DRG extractions were performed on C57BL/6 and TSPO-KO embryos. No post-natal manipulations were performed. However, all aspects of animal care and animal experimentation were performed in accordance with the relevant guidelines and regulations of INSERM and Université Paris Saclay, and our protocols were approved by the ethical committee of our animal care facility (protocol name: MS1 NSA Extraction DRG; approval date: 17 September 2021).

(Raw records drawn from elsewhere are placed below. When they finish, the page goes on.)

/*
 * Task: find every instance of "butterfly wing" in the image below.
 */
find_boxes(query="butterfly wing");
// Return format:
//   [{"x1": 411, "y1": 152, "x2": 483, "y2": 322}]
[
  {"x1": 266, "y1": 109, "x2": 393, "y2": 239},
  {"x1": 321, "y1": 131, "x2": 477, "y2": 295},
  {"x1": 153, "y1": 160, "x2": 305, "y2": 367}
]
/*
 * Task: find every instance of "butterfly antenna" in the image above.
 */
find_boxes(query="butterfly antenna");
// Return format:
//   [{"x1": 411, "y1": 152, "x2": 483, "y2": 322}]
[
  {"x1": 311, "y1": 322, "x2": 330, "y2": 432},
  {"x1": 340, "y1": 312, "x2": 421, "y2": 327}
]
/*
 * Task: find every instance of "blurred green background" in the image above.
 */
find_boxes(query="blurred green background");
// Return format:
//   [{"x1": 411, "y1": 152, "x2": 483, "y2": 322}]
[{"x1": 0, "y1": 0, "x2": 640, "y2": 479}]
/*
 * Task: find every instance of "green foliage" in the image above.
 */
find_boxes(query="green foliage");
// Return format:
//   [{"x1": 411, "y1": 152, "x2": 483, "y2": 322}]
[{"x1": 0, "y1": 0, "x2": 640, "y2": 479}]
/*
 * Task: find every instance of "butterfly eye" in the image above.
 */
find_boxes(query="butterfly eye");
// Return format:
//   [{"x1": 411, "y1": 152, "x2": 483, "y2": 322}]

Informed Consent Statement

Not applicable.

Data Availability Statement

The data presented in this study are available upon request from the corresponding author.

Acknowledgments

We are thankful to Venkat Krinshnan Sundaram for helping us establish the explant and the dissociated DRG culture systems. GRT-X was provided by Grünenthal GmbH, Zieglerstraße 6, D-52078, Aachen, Germany.

Conflicts of Interest

Author Gregor Bahrenberg is employed by the company Grünenthal GmbH. The remaining authors declare that the research was conducted in the absence of any commercial or financial relationships that could be construed as a potential conflict of interest. Grünenthal had previously funded a research project on the role of GRT-X in peripheral nerve regeneration (PI: Michael Schumacher). This work has been published (Bloms-Funke et al. (2022) [22] Eur J Pharmacol 923:174935 (doi: 10.1016/j.ejphar.2022.174935)) and data are now in the public domain. The company is not continuing this project on GRT-X and has offered it free of charge to partners of Research Unit 2858 of the Deutsche Forschungsgemeinschaft (DFG) to use it as a lead compound for studying the role of TSPO and KV7 channels in the nervous system. Gregor Bahrenberg only provided pharmacological expertise, but was not involved in the study design or the interpretation of the data.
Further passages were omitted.